Monday, March 22, 2010

Bzeep


There's something about this scene that makes the robin uneasy. Two guys standing in the gathering gloom, not going anywhere. It fusses sharply in a treetop overhead, then takes off with one final peek! They watch it go. It's getting darker. If they had topcoats and this were an urban setting, they'd be like the two gunsels in "The Killers." But it's not. It's a dim path in a woods in the old Brooks Estate. Just down from a clearing called the Stump Dump, which is where the city of Medford dumps old stumps. That's right, bright boy.

These guys are waiting for a bird. It should make its presence known any time now. This bird is an oddsbodkin called a woodcock. It's a bit mysterious, shy, lumpy, long-billed, the color of dead oak leaves. It's an apparition on chilly evenings in March, like a bird illustration that comes to life, except it requires a cloak of darkness to do so.

Bzeep!

There it is. They relax a little and listen.

Bzeep!

It's a nasal buzz, like a small appliance that's on the fritz. Some people call it peent. There's another one, from a different direction. On the ground—near, then far. Maybe a third one.

The peenting goes on for a while. What's going on here is a presentation of bona fides. But it's a preliminary, a planting of seeds. The two guys are waiting for the second and third part of the event. Which take place mostly not on the ground but in the sky. And suddenly it's happening. A wide gyre overhead of twitters, a circle of invisible tracks. Owning the ground, now owning the sky. The sound is produced by the wind whistling between the woodcock's wing feathers. Reminiscent of a baseball card flapping in the spokes of a bicycle wheel.
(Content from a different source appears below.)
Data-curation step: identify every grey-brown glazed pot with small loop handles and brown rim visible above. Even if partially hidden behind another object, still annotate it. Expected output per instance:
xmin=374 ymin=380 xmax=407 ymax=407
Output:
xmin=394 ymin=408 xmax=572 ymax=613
The two guys turn, peering into the dimming blue. Too dim to find or follow the bird. It's supposedly 100 meters up. Then they hear the third sound. A sharper sound, a series of falling chirps. Random, keen-edged. Almost a sobbing quality. I fly for you. I die for you. If that isn't love, it'll have to do. Until the real thing comes along. Then silence. Has it plummeted to its death? The ultimate sacrifice?

Bzeep.

And the whole thing starts all over again. The sky dance, it's called. The two guys (me and Ed) hang through about five iterations of the performance, an audience of two. Usually it comes back to earth far to the left or far to the right of us. But once or twice. we're close enough to see it, a shadowy lump, and once right in front of us, fifteen, twenty feet. Close enough to hear a little wheeze of air before each peent. Close enough to see it abruptly take off on another sortie.

Finally, it's too dark for us, maybe too dark for the woodcock. We leave it to the night, to whatever other woodcock or woodhen may be listening. A real rite of spring. "Yeah. A real riot, bright boy."